Sunday, August 30, 2009

Three Planes of Managing.....(Henry Mintzberg)

I read Henry Mintzberg's Interview in WSJ. Very interesting interview and provided lot of insights on managers and management. Mintzberg calls the idea of a manager being a composer and an orchestra conductor - a glorifed myth.

I love the section from the interview where he talks about the three planes of managing. I don't think that managing can be defined any simpler than this.

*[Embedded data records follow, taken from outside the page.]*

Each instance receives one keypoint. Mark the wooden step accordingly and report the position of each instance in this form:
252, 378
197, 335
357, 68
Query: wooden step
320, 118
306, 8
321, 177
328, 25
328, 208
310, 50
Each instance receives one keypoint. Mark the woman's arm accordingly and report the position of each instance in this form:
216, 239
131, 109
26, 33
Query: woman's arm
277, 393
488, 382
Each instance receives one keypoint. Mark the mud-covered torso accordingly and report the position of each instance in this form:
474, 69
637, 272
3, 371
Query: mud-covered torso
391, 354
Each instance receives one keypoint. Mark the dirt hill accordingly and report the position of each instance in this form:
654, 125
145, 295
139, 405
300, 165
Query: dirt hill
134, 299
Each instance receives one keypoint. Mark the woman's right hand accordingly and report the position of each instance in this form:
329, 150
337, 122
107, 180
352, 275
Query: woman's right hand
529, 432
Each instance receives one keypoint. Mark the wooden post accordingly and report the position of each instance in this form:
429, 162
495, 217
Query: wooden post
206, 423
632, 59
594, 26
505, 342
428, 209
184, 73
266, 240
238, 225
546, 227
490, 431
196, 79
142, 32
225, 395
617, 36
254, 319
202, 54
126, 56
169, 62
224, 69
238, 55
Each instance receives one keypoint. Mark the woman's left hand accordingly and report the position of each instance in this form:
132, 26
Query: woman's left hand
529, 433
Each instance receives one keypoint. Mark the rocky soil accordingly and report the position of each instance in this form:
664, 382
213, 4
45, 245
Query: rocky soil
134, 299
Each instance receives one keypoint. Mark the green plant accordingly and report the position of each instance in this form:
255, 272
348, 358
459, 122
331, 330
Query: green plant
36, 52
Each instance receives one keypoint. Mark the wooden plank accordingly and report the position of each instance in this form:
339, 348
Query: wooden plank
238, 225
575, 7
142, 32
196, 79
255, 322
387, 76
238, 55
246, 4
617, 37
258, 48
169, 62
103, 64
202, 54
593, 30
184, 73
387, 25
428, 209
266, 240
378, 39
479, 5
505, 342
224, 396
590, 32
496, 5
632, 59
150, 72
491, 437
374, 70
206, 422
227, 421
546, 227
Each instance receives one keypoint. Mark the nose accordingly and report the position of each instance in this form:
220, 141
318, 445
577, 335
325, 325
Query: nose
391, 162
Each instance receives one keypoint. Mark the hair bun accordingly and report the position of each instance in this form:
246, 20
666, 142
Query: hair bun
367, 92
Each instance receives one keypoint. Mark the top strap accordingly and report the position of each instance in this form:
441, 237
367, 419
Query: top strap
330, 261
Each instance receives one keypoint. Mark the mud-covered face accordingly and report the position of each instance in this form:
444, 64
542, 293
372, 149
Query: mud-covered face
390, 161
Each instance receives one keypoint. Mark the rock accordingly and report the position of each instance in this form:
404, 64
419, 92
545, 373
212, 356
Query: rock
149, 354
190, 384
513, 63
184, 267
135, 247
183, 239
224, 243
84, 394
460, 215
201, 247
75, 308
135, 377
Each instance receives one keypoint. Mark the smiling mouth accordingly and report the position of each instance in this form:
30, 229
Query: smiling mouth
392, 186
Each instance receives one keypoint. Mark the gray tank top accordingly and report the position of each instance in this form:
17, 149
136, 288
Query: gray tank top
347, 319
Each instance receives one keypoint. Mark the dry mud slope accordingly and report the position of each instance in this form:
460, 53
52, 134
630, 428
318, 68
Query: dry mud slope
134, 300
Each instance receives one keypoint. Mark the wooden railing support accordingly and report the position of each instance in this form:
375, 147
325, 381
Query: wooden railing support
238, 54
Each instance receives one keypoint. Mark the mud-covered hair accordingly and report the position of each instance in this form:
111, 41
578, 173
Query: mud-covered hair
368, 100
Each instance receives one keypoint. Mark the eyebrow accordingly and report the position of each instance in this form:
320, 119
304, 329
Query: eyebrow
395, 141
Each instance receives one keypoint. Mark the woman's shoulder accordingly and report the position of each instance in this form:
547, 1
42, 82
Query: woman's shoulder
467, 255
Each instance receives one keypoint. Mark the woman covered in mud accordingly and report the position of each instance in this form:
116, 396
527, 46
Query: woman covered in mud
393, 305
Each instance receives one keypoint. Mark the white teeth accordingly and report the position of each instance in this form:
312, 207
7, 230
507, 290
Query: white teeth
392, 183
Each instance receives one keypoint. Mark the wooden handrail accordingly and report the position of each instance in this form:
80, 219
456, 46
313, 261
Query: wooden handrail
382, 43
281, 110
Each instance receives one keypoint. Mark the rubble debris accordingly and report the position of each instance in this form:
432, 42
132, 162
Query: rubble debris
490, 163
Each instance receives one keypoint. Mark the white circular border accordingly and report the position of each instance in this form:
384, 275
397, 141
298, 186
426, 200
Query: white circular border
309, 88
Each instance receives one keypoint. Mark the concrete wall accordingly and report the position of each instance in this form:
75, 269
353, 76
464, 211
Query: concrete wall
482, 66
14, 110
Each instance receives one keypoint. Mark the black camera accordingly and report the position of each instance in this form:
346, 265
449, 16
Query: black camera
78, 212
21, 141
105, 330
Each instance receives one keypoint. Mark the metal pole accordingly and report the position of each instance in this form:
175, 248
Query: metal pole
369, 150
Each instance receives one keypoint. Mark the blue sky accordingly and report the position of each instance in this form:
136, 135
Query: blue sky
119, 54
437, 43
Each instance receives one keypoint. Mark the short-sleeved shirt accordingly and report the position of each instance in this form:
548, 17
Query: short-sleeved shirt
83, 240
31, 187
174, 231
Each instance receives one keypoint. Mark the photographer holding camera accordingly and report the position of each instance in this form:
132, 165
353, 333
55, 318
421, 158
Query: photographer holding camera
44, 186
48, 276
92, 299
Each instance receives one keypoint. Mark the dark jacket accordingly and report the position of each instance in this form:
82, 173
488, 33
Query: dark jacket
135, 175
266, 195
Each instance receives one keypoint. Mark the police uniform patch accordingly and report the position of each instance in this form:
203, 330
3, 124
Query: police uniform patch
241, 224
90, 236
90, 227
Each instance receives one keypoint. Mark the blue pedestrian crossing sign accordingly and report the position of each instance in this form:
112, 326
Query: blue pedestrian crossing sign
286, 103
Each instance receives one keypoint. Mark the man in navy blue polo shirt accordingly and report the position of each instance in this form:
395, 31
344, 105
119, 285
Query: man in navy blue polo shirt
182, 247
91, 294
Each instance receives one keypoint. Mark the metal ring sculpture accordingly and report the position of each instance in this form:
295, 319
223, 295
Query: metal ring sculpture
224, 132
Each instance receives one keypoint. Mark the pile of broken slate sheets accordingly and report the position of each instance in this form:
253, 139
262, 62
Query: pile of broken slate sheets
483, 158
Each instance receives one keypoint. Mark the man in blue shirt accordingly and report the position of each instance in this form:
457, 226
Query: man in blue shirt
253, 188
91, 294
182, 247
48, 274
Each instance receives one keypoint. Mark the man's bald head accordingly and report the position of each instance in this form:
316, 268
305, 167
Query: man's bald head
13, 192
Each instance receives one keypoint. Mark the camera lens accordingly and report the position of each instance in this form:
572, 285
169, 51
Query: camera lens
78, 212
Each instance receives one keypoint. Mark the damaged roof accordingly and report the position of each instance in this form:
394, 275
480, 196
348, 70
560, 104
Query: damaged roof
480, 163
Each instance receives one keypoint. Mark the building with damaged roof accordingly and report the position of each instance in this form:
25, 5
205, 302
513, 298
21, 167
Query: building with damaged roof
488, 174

"Basically, managing is about influencing action. Managing is about helping organizations and units to get things done, which means action.
Managers manage actions directly. They fight fires. They manage projects. They negotiate contracts.One step removed, they manage people. Managers deal with people who take the action, so they motivate them and they build teams and they enhance the culture and train them and do things to get people to take more effective actions.And two steps removed from that, managers manage information to drive people to take action—through budgets and objectives and delegating tasks and designing organization structure and all those sorts of things."
From my personal experience, i fully agree with his assessment of what is wrong with most of the managers today - 'that they manage too much through information without getting into the first two planes of managing'. I have seen managers who think it is beneath them to get their hands dirty. So i was smiling when i read the paragraph below. I can't agree more :-)
"Today I think we have much too much managing through information—what I call "deeming." People sit in their offices and think they're very clever because they deem that you will increase sales by 10%, or out the door you go. Well, I can do that. My granddaughter could do that; she's four. It doesn't take genius to say: Increase sales or out you go. That's the worst of managing through information."
It is not that managing through information is wrong. Project Managers who mostly work in the first two planes need to learn to 'manage through information' if they want to rise in their career. Mintzberg suggests that people in the third plane give enough attention to 'Execution' and 'People' even if they have to manage mostly in the third plane.
"BUSINESS INSIGHT: What's the alternative?
DR. MINTZBERG: The alternative is to give more attention to the people plane and the action plane. Even when you're managing information, you can manage in a much more nuanced way than just shooting a bunch of figures around."
If a manager understands these three planes and decides the plane of action based on the situation, i am sure he/she will be a very good manager.
You can read the interview here. His latest book Managing is in my reading list.

Thursday, August 27, 2009

Project Scope Management - Few Learnings...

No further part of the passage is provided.